‚Sehr geehrter Kunde,
anbei Ihre Monatsrechnung für das Website-Hosting mit der Bitte um Ausgleich…..‘
usw.
Reinhold B. hat den kurzen Gedanken ‚Haben wir überhaupt was bei denen…?‘
08:36: Weiterleitung der Email an die Buchhaltung mit der Anmerkung ‚bitte mal prüfen!‘
Die Buchhaltungsleiterin Regina M. öffnet die angehängte Datei ‚Rechnung12345XYZ.doc‘, um sie zu prüfen.
Kurze Zeit später werden alle Bildschirme in Büros und Produktion dunkel und es erscheint die Aufforderung zur Überweisung von etwas Bitcoin für die Freigabe der verschlüsselten Dateien.
Die gute Nachricht: es wurde kein Lösegeld bezahlt und die IT-Landschaft war mit Unterstützung der externen Dienstleister am Ende der Woche wieder lauffähig.
Die weniger gute Nachricht: drei verlorene Aufträge und ein verlorener Kunde.
Warum schreibe ich das auf?
Kurze Zeit nach dem Vorfall wurde ich eingeladen, einen Awareness-Workshop zum Thema Phishing, Trojaner, Viren etc. zu halten.
Regina M. hat sich an diesem Tag krank gemeldet. Wie ich erfuhr, hat sie wochenlang keine Emails mit Anhang mehr geöffnet.
Immer noch stand unausgesprochen die Frage nach der Schuld im Raum…
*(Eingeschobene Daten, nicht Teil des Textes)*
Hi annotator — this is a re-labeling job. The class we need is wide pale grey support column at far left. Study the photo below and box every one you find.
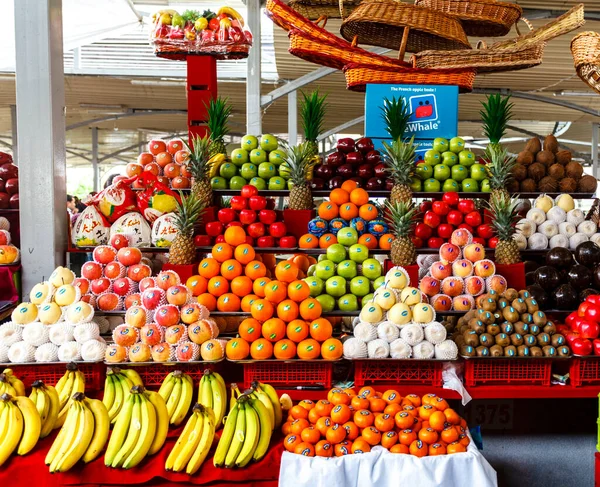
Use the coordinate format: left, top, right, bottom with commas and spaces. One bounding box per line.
14, 0, 68, 293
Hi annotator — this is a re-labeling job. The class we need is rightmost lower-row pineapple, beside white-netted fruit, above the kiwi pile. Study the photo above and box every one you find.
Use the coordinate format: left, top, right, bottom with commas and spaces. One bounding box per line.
489, 191, 521, 264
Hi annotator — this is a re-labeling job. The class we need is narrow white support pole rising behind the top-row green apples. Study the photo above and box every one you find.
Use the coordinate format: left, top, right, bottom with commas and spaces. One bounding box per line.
246, 0, 262, 135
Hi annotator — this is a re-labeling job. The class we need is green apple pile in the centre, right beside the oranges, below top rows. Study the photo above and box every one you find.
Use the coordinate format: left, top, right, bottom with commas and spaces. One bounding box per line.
304, 233, 385, 312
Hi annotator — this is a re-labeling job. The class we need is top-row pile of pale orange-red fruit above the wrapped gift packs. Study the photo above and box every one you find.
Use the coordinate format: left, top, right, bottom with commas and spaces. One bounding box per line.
125, 139, 192, 189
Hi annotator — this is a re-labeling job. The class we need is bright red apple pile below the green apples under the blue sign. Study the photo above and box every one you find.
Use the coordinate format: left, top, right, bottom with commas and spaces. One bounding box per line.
413, 192, 498, 249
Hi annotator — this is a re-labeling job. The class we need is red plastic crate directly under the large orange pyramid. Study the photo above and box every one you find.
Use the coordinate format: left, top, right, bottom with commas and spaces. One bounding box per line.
243, 360, 333, 389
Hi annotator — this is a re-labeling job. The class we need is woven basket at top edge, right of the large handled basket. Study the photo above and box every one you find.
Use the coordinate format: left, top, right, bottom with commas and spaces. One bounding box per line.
415, 0, 523, 37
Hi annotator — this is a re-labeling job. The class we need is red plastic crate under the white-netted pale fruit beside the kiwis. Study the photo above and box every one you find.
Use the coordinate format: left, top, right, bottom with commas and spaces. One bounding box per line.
353, 359, 443, 386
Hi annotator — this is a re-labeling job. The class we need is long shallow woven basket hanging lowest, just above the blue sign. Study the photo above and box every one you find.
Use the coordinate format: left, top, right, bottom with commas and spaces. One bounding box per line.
344, 64, 475, 93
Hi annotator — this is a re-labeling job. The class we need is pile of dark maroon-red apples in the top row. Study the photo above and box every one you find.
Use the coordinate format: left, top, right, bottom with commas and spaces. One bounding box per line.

Wer war denn nun der oder die Schuldige? Der Chef mit ‚bitte mal prüfen!‘, die Buchhaltung durch Befolgen der Anweisung oder die Administration mit den unglücklichen Makro-Einstellungen in der Software?
Ich sage: die Frage nach der Schuld oder die Suche nach einem Schuldigen ist müßig und kontraproduktiv!
Solche und ähnliche Vorgänge spielen sich vielfach und täglich in Unternehmen und Organisationen jeder Größe ab und nur wenige kapitale gelangen in die Öffentlichkeit.
Jeder von uns hat zum Teil gut gemachte und personalisierte Emails im Postfach und, Hand aufs Herz, niemand kann sich von der Gefahr eines möglicherweise verhängnisvollen Klicks freisprechen.
Wirklich wichtig ist:
1. Alle Mitarbeiterinnen und Mitarbeiter verstehen sich als Team und sind zusammen achtsam und kritisch im Umgang mit den elektronischen Medien. Nachfragen und sich Vergewissern ist kein Makel, sondern gelebter Schutz.
2. Es gibt viele gute Angebote auf dem Markt, die dabei helfen, das Bewusstsein aller Beteiligten für die Gefahren in der Internetwelt zu schärfen. Auch wenn diese Workshops und Online-Trainings etwas Geld und Zeit kosten: Alles ist billiger als der Totalausfall.
3. Die Nachbetrachtung des Vorfalls: Alle technischen und organisatorischen Maßnahmen gehören auf den Prüfstand. An welchen Stellen gibt es Optimierungspotential? Wo müssen wir ansetzen, um die Sicherheit des Unternehmens weiter zu verbessern?
In diesen Tagen las ich, dass das Aufkommen von Spam- und Fishing-Mails seit Anfang 2000 in der Homeoffice-Phase um 600 Prozent gestiegen ist. Und eines ist sicher: das wird nicht besser. Bleiben sie wachsam!